Desse modo, como em suas grandes obras, a estória e o próprio suspense não constituem (e nem assim devem ser considerados) os aspectos mais importantes da realização.
Trama e suspense não passam de meio ou de ambiência ficcional. Por trás ou além disso, o que se configura e se constrói é o modo de ser das personagens pautado de conformidade com sua constituição biotipológica, originando e derivando seus atos da índole de cada um.
A partir daí arma-se o enredo, que mais não é do que a demonstração fática da natureza humana individualizada. O que se enfatiza não é o crime ou a ação, seu resultado e viabilidades, mas, causas comportamentais e genéticas, já que da motivação socioeconômica não se cogita. A trama emana e se organiza a partir desses ou sobre esses componentes e não o inverso.

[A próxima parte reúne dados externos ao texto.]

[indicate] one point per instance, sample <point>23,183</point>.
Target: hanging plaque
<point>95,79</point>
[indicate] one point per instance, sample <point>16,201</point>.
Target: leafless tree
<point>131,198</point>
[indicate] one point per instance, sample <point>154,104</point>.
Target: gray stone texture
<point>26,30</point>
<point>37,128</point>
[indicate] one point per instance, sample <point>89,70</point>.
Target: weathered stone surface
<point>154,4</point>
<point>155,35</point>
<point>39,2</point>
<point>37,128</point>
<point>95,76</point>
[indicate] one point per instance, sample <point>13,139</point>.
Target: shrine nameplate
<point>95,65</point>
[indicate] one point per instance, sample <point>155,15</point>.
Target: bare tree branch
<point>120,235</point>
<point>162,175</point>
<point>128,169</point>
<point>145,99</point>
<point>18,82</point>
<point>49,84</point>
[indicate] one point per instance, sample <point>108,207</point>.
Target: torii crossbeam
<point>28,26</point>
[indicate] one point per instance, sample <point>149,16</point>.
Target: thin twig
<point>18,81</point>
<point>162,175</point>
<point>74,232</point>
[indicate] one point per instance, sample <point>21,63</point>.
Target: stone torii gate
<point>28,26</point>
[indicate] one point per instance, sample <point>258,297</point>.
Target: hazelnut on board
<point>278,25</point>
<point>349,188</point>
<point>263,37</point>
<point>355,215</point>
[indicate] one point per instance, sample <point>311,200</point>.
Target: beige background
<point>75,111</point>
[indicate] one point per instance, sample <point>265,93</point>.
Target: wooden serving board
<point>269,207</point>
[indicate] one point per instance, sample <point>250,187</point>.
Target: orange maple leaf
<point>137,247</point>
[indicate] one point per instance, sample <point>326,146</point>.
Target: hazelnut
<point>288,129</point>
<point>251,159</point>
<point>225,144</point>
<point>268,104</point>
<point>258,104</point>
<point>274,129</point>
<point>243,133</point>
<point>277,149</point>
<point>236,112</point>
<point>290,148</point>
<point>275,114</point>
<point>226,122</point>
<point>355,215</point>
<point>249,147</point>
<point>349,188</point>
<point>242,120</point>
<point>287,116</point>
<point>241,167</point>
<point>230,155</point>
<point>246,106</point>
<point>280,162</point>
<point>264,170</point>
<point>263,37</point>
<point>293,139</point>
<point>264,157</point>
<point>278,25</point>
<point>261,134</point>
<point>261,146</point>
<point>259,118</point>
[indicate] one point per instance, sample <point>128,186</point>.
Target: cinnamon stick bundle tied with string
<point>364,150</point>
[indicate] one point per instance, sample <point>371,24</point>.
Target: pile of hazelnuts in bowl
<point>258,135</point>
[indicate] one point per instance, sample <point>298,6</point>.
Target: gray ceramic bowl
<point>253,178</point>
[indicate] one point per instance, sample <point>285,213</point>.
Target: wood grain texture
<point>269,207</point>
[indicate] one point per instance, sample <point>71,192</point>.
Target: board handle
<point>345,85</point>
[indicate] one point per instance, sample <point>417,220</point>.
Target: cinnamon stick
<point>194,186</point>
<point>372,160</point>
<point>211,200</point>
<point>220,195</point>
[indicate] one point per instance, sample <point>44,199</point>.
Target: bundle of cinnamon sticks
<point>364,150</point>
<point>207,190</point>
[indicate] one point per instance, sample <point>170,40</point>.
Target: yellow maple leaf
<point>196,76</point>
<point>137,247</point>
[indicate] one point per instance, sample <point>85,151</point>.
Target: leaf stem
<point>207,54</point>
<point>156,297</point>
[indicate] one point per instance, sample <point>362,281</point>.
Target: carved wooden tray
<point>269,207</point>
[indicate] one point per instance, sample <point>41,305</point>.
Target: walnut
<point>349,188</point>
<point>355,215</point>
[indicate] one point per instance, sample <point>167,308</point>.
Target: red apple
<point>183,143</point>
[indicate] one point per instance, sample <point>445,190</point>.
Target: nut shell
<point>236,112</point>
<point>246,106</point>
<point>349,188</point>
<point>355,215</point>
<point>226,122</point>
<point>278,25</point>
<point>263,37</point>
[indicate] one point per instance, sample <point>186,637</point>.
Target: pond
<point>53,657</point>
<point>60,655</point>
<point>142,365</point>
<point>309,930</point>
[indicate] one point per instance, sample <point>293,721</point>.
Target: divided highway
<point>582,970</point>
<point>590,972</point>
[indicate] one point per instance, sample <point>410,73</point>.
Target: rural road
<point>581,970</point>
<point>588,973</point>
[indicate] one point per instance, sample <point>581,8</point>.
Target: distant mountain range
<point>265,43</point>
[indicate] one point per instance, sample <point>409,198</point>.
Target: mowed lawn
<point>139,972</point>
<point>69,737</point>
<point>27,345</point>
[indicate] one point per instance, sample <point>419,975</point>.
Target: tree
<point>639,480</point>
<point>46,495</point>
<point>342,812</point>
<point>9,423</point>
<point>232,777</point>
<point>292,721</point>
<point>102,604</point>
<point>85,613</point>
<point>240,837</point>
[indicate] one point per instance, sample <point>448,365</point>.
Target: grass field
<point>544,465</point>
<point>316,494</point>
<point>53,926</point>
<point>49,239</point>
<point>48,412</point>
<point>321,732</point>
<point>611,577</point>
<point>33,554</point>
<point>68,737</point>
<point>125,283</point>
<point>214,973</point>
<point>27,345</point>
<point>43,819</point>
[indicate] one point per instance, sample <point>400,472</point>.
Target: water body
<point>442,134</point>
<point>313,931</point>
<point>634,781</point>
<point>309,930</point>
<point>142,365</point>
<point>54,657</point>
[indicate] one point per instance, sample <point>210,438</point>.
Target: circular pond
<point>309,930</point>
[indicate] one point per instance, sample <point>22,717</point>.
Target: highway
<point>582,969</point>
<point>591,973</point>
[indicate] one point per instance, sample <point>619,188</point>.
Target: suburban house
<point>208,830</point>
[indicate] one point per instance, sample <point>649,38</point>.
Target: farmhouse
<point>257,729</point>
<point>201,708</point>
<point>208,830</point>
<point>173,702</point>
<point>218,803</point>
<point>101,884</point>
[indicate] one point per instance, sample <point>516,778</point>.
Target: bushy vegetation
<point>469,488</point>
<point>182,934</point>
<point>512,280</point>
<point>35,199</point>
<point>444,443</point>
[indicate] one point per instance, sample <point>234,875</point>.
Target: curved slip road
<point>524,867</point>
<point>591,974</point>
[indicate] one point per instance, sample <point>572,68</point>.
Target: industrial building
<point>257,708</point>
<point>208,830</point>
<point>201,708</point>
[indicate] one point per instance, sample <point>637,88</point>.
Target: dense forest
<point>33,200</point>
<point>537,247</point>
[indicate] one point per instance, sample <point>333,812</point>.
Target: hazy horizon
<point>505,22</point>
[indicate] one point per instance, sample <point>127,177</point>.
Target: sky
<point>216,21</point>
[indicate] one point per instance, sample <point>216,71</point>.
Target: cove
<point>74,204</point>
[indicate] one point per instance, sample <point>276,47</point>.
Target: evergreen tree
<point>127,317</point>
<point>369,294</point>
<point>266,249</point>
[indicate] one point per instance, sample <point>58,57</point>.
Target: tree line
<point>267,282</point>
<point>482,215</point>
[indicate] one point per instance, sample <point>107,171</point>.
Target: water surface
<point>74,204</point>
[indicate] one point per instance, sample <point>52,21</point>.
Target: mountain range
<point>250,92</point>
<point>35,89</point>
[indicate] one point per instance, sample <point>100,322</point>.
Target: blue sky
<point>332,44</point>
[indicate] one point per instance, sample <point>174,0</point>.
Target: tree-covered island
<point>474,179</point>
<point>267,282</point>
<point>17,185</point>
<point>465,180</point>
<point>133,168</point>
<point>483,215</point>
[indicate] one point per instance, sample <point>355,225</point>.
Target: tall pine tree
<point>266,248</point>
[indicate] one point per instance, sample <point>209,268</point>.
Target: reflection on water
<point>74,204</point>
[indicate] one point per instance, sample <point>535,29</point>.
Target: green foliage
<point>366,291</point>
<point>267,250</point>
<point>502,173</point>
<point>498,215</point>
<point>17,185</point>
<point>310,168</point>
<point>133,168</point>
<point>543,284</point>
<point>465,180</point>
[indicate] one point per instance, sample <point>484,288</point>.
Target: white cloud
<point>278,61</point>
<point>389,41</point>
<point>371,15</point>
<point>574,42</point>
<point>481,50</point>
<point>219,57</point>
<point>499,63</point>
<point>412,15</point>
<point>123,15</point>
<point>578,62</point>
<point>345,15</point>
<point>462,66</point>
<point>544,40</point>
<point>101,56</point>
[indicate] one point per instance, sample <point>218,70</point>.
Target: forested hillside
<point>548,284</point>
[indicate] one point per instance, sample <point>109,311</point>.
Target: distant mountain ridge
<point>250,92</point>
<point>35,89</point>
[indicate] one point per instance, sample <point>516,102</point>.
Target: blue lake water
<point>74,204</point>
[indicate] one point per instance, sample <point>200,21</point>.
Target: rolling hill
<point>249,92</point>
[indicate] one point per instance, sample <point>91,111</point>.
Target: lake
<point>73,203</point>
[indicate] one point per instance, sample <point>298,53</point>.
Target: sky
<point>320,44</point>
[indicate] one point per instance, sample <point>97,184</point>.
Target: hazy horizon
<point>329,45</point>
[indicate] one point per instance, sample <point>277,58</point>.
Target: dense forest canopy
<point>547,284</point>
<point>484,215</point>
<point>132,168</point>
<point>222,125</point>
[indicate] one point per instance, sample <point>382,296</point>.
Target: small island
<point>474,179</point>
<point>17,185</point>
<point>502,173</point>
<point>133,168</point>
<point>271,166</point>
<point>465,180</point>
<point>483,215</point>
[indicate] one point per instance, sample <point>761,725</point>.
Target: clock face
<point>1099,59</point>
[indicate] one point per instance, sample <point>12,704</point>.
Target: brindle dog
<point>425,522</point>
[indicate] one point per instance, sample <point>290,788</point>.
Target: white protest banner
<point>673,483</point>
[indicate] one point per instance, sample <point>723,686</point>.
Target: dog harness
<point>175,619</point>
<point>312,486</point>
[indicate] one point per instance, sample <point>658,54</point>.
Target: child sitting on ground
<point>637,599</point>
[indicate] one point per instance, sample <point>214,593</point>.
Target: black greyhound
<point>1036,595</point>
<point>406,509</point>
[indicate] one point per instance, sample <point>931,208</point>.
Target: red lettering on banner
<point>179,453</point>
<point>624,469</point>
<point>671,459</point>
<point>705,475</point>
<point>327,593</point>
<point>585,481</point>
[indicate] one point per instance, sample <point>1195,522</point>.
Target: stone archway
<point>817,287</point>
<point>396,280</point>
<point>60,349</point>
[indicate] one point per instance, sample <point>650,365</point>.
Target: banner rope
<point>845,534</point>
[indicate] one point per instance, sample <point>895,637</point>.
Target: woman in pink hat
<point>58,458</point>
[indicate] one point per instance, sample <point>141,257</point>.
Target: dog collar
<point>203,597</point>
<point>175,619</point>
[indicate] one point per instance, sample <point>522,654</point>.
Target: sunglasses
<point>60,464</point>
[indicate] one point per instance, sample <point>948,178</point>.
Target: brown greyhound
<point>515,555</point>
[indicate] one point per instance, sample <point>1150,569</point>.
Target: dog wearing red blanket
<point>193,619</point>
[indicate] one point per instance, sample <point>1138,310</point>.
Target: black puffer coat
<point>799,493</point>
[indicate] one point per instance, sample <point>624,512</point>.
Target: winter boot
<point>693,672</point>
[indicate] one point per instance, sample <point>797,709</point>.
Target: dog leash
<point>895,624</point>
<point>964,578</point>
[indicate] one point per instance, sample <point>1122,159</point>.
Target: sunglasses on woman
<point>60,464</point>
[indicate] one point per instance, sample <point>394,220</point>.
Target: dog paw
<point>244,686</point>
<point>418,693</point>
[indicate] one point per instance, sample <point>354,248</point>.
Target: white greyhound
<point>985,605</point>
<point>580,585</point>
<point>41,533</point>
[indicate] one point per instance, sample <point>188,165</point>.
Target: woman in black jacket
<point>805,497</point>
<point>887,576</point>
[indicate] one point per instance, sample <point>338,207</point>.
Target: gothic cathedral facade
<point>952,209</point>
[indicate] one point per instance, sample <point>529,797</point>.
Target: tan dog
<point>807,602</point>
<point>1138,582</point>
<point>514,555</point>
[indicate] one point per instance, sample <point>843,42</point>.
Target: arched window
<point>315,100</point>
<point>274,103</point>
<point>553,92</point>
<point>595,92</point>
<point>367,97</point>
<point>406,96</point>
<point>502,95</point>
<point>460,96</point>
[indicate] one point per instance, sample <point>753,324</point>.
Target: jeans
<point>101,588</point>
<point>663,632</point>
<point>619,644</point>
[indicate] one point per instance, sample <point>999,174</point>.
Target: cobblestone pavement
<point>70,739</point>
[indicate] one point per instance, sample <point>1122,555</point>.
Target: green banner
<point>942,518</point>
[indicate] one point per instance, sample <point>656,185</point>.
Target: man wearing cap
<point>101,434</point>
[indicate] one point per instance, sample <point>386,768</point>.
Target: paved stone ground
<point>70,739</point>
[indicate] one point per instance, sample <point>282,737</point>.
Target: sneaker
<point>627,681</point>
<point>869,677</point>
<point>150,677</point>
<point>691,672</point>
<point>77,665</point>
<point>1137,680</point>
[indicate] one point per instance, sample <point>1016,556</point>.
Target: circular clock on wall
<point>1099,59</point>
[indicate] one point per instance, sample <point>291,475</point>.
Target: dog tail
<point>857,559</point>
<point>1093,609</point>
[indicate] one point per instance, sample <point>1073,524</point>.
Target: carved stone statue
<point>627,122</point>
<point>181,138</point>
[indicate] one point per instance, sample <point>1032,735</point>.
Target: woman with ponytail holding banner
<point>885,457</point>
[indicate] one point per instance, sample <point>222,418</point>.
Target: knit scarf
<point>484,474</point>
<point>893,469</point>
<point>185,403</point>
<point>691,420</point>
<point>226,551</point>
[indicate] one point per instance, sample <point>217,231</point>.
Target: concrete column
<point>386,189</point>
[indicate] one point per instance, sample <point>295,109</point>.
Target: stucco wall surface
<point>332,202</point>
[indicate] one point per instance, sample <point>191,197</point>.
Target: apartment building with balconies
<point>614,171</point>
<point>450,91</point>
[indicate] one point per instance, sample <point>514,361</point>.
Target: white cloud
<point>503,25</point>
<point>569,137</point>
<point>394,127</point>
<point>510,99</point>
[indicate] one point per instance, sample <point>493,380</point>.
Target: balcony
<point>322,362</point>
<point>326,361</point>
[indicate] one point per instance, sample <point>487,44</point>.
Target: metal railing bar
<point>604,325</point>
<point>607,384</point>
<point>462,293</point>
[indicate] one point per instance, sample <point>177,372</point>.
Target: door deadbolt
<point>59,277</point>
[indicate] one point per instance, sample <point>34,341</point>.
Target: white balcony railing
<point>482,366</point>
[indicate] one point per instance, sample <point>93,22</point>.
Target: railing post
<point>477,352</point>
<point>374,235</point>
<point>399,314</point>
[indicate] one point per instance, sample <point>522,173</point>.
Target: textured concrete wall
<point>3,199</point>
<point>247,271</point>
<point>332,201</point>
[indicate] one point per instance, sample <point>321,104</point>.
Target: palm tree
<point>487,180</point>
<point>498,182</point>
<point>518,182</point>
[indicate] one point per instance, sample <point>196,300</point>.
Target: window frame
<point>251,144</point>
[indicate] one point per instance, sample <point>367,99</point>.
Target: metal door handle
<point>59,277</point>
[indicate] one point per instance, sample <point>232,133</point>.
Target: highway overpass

O indivíduo em ação, não conforme circunstâncias e conjunturas, mas, de acordo com íntimas e pessoais tendências e modo de ser.
Ao invés da personagem situada (e sitiada) na e pela realidade, conformada a estritos limites, o indivíduo criando e desencadeando outra realidade, uma realidade para si, provocada pelos elementos preponderantes de sua estrutura biopsíquica.
Em Suspeita, o protagonista concebe, organiza e desenvolve fantasia, não só sem fundamento na realidade, como, principalmente, em frontal conflito e oposição a ela.
Na conexão desse choque, em muitos casos irreconciliável, baseiam-se alguns dos principais filmes de Hitchcock, que o são justamente por esses e outros atributos e características.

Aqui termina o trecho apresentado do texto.